Take that is a very risky stately re apportioning money from a trust meant for a trustee for another family member. How do you know that the OP and her DP (who aren't married) will behave with finances between now and when they die? There's a big risk that the money may well not be there to pay back the beneficiary of the trust.

Also the crux of the matter is that OP's DP wanted £120,000 not £20,000 to pay off his mortgage...

Reminds me of my DGF. When I was 9 my DM inherited a considerable amount of money (life changing) from her DU (uncle) who had no DC or DGC and was widowed. Her DF (my DGF) got a good amount of money but not the same as my DM. DGF was angry that he hadn't got the same from his DB (DU) and also that he hadn't been left a Cornish cottage where DU lived, he'd been expecting this cottage To be left to him as a retirement home for him. This was sold to a family friend of DU, the woman there had been a carer for DU but he'd had a crush on her (woman was married and DU was widowed) but he'd wanted them to buy the cottage. My DGF also made a fuss about very expensive diamond earrings that rather than be squabbled over were sold before DU died (and I think by their DF) to save arguments.... The main crux here is my DM wasn't well off at all, she struggled to pay her mortgage and had a falling down house, DU saw this when he came to stay, I think twice. My DM also looked after DU when he was dying and had a good caring relationship with DU whereas DU and DGFs relationship as DBs was always rocky. I think DU wanted to help us financially but also provide a safe haven for family antiques (DGFs home was ransacked by other relatives after his death but that's another story...!), DU was very wise.
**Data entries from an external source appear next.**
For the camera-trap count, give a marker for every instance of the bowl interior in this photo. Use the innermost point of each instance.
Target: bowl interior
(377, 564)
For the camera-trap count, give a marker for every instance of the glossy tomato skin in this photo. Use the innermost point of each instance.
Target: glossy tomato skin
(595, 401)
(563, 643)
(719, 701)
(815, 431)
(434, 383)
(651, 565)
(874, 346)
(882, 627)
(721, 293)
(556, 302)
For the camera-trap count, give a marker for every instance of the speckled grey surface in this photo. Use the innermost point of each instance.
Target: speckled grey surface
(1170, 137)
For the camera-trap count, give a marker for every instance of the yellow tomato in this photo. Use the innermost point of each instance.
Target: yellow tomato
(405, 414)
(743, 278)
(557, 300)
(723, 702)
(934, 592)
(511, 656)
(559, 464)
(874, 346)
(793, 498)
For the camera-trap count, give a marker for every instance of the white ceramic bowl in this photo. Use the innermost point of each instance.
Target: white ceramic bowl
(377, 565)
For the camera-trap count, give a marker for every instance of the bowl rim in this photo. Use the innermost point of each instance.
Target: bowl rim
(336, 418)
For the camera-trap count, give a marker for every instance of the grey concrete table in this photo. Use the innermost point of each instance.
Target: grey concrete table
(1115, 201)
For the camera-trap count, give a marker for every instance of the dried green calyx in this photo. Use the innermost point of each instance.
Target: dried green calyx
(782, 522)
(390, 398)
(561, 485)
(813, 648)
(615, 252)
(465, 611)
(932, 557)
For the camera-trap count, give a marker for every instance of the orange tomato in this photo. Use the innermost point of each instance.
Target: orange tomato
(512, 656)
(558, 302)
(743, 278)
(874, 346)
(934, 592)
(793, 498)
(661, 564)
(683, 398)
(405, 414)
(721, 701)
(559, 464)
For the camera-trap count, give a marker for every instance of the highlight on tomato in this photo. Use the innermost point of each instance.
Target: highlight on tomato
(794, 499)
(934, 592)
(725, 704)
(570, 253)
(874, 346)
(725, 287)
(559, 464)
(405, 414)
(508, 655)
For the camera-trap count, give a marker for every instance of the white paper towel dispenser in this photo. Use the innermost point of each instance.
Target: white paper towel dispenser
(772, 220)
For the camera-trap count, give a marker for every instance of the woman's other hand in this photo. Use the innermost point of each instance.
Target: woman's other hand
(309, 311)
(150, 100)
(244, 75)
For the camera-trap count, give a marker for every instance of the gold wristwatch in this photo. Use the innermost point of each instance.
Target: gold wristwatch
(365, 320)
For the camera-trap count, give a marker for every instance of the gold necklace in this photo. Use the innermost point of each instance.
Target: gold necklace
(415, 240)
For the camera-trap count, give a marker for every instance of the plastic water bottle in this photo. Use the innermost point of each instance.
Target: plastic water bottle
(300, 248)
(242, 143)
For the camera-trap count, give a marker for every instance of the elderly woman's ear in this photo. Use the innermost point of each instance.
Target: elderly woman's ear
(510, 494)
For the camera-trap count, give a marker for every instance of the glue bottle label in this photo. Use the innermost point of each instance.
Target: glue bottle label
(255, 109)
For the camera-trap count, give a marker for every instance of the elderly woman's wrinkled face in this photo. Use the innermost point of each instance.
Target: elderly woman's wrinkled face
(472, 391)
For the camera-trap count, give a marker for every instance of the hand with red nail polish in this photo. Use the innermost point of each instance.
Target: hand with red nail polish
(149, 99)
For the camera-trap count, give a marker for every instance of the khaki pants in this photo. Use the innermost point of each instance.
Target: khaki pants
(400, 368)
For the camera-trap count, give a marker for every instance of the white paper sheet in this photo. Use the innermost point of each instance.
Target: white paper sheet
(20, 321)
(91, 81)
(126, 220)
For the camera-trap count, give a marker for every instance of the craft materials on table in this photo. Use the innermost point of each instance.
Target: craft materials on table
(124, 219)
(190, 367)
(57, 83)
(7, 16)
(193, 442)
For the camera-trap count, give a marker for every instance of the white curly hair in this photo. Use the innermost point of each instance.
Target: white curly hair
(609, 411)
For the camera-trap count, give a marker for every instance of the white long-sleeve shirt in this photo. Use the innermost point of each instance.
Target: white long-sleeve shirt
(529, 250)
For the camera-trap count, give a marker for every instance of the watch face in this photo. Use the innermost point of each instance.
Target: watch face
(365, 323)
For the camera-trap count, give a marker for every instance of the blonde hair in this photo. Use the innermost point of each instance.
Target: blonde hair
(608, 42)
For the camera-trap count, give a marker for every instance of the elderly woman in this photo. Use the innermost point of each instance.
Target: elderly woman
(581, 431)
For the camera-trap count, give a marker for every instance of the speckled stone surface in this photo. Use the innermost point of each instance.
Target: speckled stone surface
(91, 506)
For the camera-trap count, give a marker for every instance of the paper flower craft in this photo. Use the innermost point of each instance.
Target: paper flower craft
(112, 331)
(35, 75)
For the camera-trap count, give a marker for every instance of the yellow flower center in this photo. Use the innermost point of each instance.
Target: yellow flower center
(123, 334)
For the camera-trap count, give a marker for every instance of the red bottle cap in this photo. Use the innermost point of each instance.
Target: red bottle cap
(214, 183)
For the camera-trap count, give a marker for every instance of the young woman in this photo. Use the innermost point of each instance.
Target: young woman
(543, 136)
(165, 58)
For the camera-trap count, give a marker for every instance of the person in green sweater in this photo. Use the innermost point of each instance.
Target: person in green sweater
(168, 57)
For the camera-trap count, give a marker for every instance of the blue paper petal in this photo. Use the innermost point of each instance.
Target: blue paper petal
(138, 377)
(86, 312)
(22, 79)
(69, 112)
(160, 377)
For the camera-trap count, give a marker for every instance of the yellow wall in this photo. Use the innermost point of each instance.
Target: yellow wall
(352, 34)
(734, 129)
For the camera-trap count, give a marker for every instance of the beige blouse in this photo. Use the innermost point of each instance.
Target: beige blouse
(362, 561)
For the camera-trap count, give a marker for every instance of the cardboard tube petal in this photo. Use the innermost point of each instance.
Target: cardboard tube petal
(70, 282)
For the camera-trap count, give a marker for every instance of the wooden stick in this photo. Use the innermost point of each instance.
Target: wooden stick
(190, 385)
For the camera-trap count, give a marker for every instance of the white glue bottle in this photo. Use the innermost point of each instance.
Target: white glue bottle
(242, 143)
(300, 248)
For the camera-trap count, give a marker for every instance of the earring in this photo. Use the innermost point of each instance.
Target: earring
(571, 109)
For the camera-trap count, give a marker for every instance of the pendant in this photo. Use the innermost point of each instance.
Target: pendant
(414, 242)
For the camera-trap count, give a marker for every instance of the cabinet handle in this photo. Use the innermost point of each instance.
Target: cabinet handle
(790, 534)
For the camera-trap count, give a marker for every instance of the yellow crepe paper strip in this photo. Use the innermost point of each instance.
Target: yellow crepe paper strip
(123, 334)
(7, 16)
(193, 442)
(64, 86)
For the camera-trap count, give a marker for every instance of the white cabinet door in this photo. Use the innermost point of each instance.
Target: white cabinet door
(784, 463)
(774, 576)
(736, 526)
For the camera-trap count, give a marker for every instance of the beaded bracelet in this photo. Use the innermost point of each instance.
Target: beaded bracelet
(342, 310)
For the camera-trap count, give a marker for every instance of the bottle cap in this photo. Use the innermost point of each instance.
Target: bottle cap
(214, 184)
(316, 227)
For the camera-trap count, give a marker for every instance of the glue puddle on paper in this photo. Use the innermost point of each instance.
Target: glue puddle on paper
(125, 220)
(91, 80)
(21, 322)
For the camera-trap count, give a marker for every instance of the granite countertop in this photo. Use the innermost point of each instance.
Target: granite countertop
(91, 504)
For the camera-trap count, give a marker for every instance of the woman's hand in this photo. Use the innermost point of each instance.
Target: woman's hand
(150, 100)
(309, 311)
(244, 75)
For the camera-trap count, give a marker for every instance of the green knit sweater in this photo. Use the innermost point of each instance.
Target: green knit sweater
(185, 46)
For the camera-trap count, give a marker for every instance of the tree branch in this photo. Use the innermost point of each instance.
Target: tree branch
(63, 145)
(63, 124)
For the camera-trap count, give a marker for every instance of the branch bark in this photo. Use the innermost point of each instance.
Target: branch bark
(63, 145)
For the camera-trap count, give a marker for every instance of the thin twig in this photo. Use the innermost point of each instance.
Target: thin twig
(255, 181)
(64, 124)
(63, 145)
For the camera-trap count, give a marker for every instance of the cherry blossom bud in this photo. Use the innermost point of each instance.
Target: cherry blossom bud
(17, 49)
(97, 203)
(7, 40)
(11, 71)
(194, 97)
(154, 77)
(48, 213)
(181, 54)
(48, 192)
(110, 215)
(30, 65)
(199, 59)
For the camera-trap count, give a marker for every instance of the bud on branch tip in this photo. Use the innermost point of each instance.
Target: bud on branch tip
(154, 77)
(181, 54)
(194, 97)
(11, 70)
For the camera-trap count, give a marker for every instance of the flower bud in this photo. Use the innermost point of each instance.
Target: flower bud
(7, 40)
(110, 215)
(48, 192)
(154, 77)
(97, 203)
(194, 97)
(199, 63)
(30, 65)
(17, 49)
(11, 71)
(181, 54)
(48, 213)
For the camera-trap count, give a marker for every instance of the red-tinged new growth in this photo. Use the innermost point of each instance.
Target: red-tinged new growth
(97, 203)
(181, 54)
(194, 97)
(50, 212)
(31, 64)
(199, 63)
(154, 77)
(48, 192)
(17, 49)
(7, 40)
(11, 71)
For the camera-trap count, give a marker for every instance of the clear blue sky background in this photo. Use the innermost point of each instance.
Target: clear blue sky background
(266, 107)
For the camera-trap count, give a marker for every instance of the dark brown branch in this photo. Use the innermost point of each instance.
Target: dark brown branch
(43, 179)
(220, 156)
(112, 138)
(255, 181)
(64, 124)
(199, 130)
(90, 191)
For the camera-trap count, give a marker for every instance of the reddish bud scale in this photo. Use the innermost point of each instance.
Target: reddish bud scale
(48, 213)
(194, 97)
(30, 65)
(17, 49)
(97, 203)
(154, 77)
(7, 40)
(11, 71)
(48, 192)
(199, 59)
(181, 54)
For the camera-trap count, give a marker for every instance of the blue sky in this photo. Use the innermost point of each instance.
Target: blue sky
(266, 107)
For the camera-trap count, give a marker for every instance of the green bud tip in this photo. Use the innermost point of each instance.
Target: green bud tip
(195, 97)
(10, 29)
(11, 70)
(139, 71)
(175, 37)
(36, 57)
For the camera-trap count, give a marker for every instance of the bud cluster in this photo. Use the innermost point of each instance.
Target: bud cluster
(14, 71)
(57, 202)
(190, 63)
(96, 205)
What I'm saying re above is DGP in this situation have looked at the situation overall they know it far better than we do so they know all the intracies of it. Same as for us and all our families.

SuperFlyHigh · 19/07/2015 08:31

nooka reading between the lines it seems as if DGP knew about DP not favouring his eldest DSS and also that DP expected money to pay off mortgage.

They could easily have shared money between DC equally then this thread wouldn't have started, it seems petty to just omit DSS (eldest) in this way... I think DP (as some others have said) has been greedy and his DP saw through it all and knew the mortgage would get paid off and rest of money squandered. I think they also realised rising house prices and DGP lived in London so thought of DGCs future in this way which is very wise and fair.

It's very telling that in her OP she seems to think she's been 'nice' to DGM by being nice to her and not causing waves, encouraging DGM to travel to see family etc... Therefore her DP and his Dsibs deserved the inheritance! DGM may have seen through the 'niceness' and I do think there is more to this story than meets the eye. However OP won't come back to spill the beans so we're left supposing all sorts!